A series of photographs were taken of experimental conditions over a two-year period and analysed using digitizing techniques to determine direct and indirect effects of fish grazing, damselfish territoriality, and external bioerosion of dead coral substratum
Pieces of the freshly killed plating coral Pachyseris speciosa were placed under four experimental conditions on Britomart Reef:
(1) within cages designed to exclude grazing fish;
(2) within the territories of the damselfish Hemiglyphidodon plagiometopon;
(3) beneath shade-tops to control for a decrease in light; and
(4) outside damselfish territories, fully exposed to fish grazing.
Three replicates (A, B, C) were conducted for each set of conditions, placed on the reef 9-11 m deep, and time-lapse photographs taken.
Of the 12 plates, 3 subsets were exposed for 8, 12, 24 months.

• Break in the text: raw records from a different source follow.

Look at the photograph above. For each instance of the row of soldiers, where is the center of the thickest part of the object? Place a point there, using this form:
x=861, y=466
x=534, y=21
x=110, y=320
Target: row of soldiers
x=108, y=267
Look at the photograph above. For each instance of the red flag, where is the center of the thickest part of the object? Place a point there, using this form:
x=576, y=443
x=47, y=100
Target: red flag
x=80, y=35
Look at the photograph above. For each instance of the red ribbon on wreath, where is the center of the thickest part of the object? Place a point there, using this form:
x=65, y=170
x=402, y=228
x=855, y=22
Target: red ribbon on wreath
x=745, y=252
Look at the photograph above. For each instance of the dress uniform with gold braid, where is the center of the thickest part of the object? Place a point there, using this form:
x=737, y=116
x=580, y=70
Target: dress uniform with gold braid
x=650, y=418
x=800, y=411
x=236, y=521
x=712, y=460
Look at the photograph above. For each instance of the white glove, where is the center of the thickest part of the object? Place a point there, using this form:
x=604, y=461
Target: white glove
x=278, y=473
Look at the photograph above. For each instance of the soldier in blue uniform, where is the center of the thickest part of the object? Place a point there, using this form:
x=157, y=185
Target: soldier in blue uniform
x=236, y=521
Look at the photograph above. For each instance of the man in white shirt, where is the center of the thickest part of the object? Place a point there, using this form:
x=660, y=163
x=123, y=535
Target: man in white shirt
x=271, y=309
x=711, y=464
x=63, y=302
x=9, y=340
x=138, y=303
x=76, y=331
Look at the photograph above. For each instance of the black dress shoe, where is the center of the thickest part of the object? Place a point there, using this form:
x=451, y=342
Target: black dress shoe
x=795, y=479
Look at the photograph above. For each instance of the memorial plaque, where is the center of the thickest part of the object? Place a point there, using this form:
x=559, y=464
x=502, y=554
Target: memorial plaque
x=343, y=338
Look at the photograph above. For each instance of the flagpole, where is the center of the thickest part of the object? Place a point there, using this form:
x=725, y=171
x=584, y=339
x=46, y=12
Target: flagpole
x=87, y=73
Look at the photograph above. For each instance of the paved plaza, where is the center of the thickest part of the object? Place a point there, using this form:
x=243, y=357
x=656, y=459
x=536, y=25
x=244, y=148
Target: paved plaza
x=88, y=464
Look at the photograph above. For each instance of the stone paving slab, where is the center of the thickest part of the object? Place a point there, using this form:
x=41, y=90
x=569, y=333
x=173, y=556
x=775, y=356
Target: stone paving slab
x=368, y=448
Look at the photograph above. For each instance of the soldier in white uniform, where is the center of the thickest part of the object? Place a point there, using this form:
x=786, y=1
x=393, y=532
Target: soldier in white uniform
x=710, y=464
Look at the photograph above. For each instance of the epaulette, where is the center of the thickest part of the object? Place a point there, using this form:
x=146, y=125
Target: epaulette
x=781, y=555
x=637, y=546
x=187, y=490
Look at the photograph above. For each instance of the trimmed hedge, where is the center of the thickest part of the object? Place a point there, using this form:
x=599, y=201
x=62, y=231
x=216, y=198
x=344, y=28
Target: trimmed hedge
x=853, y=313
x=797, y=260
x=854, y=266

A parallel study was run at the same location and time using the same experimental design to examine the effects of fish grazing on coral recruitment. The number of competitive interactions and successful outcomes (for coral) were recorded between Acropora spat and other sessile epibiota (green alga - Palmophyllum sp.; Foram; red algae - Ceramium procumbens, Centroceras clavulatum, Gracilariopsis rhodotricha, Polysiphonia subtilissima; bryozoans; filamentous green algae; sessile polychaete - sandy tube).